Wild card: The courts could abolish the federal exchange
There’s one wild card that could throw all of these projections out the window: the Supreme Court. If you read the text of the Affordable Care Act, the law actually makes no provisions for the delivery of taxpayer-funded subsidies through Obamacare’s federal insurance exchange. Obama’s Treasury Department has elected to ignore this problem and pretend it doesn’t exist. But, typically, the executive branch isn’t allowed to spend hundreds of billions of taxpayer dollars without permission of Congress.
The state of Oklahoma, one of the many states that did not build a federal exchange, is suing the federal government on this point. Michael Cannon of the Cato Institute and Jonathan Adler of Case Western Reserve have been helping to move this case through the courts. If Oklahoma wins at the federal appeals court level, it’s a case that will likely make its way to the Supreme Court.
Chief Justice John Roberts has shown that he’s willing to twist himself into a pretzel to save Obamacare and avoid howls from his left. Odds are that he’d do so again, if the Oklahoma case got to him.
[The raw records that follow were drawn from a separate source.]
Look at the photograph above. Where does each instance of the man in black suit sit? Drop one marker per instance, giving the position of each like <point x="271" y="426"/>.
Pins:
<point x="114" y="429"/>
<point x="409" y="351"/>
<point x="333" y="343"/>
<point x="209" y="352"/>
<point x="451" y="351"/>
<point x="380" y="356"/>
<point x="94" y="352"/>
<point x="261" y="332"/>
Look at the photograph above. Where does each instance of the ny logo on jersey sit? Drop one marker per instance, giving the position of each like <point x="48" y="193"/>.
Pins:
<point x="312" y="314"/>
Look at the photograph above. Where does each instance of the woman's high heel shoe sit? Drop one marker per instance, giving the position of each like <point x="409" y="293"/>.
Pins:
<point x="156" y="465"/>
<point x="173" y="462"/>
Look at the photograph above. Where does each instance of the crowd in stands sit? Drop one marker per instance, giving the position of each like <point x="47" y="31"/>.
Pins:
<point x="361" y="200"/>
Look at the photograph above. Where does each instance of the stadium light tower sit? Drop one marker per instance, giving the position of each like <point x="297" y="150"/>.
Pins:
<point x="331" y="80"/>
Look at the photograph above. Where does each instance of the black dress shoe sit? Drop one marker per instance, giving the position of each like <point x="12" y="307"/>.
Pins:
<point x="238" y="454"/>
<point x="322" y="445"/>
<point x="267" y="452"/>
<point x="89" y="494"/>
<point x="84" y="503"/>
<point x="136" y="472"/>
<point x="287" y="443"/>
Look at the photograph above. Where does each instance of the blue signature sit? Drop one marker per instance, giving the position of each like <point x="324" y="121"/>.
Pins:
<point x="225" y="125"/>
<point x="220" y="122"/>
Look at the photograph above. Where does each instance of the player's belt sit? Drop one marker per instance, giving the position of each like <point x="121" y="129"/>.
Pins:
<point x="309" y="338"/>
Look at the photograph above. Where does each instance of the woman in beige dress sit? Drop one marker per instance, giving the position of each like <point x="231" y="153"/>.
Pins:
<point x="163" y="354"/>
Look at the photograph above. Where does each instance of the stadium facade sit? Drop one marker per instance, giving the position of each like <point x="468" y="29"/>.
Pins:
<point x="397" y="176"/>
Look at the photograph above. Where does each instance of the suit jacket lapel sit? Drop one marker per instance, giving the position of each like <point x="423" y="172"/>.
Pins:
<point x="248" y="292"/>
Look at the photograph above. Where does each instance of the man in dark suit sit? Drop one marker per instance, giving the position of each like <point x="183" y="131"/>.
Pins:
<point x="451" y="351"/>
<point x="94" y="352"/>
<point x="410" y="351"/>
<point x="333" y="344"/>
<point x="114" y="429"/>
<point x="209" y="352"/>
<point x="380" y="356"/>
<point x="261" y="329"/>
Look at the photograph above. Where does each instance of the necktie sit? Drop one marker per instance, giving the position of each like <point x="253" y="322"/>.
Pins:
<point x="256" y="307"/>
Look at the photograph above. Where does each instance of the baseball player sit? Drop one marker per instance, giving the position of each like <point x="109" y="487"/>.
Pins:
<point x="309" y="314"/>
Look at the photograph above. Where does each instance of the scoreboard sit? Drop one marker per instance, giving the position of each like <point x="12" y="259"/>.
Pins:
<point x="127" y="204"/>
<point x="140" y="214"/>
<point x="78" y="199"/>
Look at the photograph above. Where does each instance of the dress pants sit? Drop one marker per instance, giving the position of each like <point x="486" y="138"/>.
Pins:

But let’s give it a 40 percent chance that he would adhere to the text of the Affordable Care Act and rule that federal exchange subsidies are illegal. What then?
The adverse selection death spiral I pooh-poohed above would become a more serious possibility. Those gaining subsidies on the federal exchanges would have to pay the unsubsidized—higher—price for coverage. Most states would eventually build their own exchanges, but that could take several years.